CVE-2023-43826: 
Apache Guacamole vulnerability analysis and mitigation

Apache Guacamole versions 1.5.3 and older were found to contain an integer overflow vulnerability in the handling of VNC image buffers. The vulnerability was discovered on September 22, 2023, and was assigned CVE-2023-43826. The issue was officially disclosed on December 19, 2023, after a fix was released in version 1.5.4 (OSS Security, NVD).

The vulnerability stems from inconsistent validation of values received from VNC servers, which could lead to integer overflow conditions. The issue has been assigned CWE-190 (Integer Overflow or Wraparound). The vulnerability received a CVSS v3.1 base score of 8.8 (HIGH) from NIST with vector CVSS:3.1/AV:N/AC:L/PR:L/UI:N/S:U/C:H/I:H/A:H, while Apache Software Foundation rated it at 7.5 (HIGH) with vector CVSS:3.1/AV:N/AC:H/PR:L/UI:N/S:U/C:H/I:H/A:H (NVD).

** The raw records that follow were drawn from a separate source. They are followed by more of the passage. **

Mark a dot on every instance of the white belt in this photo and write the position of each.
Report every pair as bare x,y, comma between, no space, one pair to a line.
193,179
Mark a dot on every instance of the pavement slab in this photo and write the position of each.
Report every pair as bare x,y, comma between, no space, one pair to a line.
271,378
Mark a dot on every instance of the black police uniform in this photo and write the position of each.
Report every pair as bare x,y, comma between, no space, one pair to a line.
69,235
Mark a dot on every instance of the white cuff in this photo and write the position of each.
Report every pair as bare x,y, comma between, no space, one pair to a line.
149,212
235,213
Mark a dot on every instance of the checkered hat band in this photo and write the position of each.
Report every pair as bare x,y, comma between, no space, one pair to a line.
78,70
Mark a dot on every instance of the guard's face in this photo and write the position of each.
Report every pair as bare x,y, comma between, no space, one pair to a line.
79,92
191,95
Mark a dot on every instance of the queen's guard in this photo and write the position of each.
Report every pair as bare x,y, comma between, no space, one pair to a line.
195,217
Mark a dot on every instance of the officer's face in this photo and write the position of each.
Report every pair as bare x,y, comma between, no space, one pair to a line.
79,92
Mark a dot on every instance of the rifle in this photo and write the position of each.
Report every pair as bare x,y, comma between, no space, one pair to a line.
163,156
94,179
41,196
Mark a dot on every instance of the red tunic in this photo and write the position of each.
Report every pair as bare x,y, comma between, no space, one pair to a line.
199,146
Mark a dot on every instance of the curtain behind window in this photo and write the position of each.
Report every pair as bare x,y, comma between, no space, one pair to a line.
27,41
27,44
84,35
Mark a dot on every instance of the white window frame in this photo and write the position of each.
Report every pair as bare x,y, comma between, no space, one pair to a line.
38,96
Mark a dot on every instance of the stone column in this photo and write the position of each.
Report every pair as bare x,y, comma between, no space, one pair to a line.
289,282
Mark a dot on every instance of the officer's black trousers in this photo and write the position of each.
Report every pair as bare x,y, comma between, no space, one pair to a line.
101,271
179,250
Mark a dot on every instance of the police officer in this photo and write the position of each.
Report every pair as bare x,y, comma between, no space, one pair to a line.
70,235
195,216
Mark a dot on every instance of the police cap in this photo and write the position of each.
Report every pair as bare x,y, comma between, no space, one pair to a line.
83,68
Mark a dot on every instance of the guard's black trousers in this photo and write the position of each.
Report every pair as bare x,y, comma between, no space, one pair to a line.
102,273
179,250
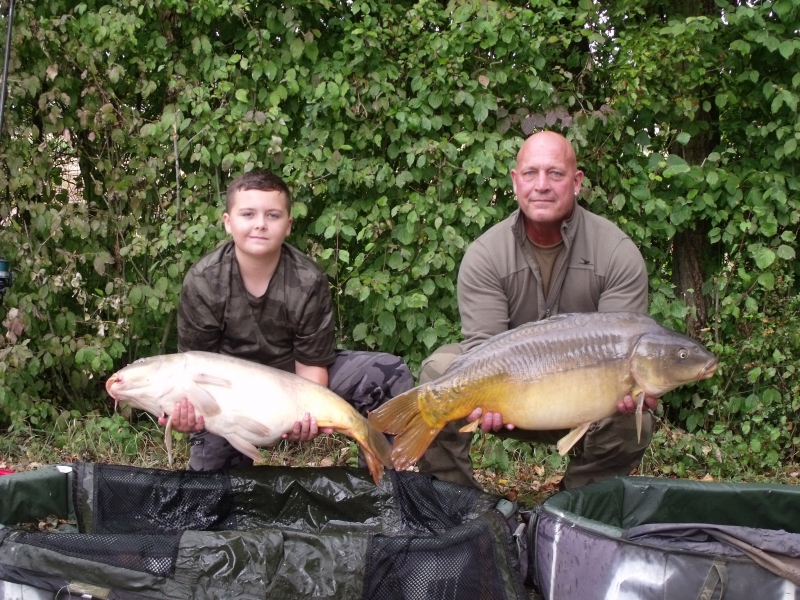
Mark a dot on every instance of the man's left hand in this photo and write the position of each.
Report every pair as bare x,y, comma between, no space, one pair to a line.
305,430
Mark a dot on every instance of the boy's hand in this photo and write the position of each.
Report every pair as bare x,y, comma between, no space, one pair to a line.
184,419
305,430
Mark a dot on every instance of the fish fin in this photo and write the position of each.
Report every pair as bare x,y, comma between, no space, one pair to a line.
245,447
569,440
168,440
470,427
411,443
377,453
256,427
203,401
393,416
203,378
639,405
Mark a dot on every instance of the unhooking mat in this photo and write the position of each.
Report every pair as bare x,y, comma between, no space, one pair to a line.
641,538
263,532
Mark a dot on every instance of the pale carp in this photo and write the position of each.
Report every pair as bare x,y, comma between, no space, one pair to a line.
565,372
247,403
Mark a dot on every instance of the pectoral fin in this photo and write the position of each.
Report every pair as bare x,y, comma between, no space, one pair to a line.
202,378
168,440
203,401
470,427
639,405
569,440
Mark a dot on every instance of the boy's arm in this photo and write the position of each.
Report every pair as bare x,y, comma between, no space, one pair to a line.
316,374
199,327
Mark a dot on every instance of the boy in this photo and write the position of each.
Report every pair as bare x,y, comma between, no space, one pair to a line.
258,298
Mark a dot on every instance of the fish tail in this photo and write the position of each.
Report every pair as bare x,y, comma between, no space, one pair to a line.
396,414
405,417
377,451
411,443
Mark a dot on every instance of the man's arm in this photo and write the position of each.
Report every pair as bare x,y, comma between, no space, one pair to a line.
626,290
626,285
482,301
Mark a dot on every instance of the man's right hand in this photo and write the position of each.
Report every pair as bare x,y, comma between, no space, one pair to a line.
491,421
184,419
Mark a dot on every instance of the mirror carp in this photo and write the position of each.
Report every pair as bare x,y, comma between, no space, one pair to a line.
564,372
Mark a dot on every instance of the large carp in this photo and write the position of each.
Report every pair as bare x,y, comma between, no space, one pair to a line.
247,403
565,372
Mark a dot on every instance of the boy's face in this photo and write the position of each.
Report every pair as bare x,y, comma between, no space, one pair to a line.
258,222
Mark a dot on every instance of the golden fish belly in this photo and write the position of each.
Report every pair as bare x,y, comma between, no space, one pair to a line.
560,400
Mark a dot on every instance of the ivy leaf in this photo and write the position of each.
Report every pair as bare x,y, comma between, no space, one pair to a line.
387,322
767,280
480,111
786,48
429,337
296,48
764,257
359,332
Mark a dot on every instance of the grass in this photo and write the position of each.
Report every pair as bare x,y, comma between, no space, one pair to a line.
525,473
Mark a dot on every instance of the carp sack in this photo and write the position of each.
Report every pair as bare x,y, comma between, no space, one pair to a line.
565,372
247,403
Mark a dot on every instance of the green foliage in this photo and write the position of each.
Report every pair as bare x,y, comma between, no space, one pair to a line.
396,125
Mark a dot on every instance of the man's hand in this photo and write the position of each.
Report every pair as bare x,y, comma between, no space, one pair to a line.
305,430
184,419
628,405
491,421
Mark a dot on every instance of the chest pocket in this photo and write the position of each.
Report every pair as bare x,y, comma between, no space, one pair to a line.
581,289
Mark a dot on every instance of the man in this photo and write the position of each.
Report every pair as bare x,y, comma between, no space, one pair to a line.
258,298
550,256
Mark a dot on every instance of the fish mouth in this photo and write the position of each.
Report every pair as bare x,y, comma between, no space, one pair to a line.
109,384
708,370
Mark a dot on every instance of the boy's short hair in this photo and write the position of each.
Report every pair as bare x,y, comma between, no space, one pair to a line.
258,180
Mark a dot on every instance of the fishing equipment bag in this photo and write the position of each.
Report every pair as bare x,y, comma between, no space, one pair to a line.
647,538
264,532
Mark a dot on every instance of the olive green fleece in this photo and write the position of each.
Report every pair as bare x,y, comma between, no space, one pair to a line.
499,282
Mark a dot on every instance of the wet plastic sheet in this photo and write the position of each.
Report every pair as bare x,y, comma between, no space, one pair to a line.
265,532
642,538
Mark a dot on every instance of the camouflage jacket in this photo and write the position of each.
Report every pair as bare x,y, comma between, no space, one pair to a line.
292,321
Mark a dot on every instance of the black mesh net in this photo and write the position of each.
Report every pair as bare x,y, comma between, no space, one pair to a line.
463,563
428,505
154,554
154,501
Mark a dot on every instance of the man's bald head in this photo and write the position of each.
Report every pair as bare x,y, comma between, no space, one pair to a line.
552,142
546,182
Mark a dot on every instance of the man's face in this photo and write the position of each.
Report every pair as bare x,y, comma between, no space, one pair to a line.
546,180
258,222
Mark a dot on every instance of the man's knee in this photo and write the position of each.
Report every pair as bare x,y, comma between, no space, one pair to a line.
209,452
437,363
368,379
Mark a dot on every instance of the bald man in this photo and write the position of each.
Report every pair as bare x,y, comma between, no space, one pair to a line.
550,256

If successfully exploited, this vulnerability could result in memory corruption when a user connects to a malicious or compromised VNC server. The impact could potentially allow arbitrary code execution with the privileges of the running guacd process (NVD).

Users are strongly recommended to upgrade to Apache Guacamole version 1.5.4, which contains the fix for this vulnerability. The fix was completed and merged on October 26, 2023, tested and confirmed by the reporter on October 27, 2023, and officially released on December 8, 2023 (OSS Security).

The vulnerability was responsibly disclosed by security researchers Joseph Surin and Matt Jones from Elttam. The Apache Guacamole team acknowledged and confirmed the report on the same day it was received, demonstrating prompt response to security issues (OSS Security).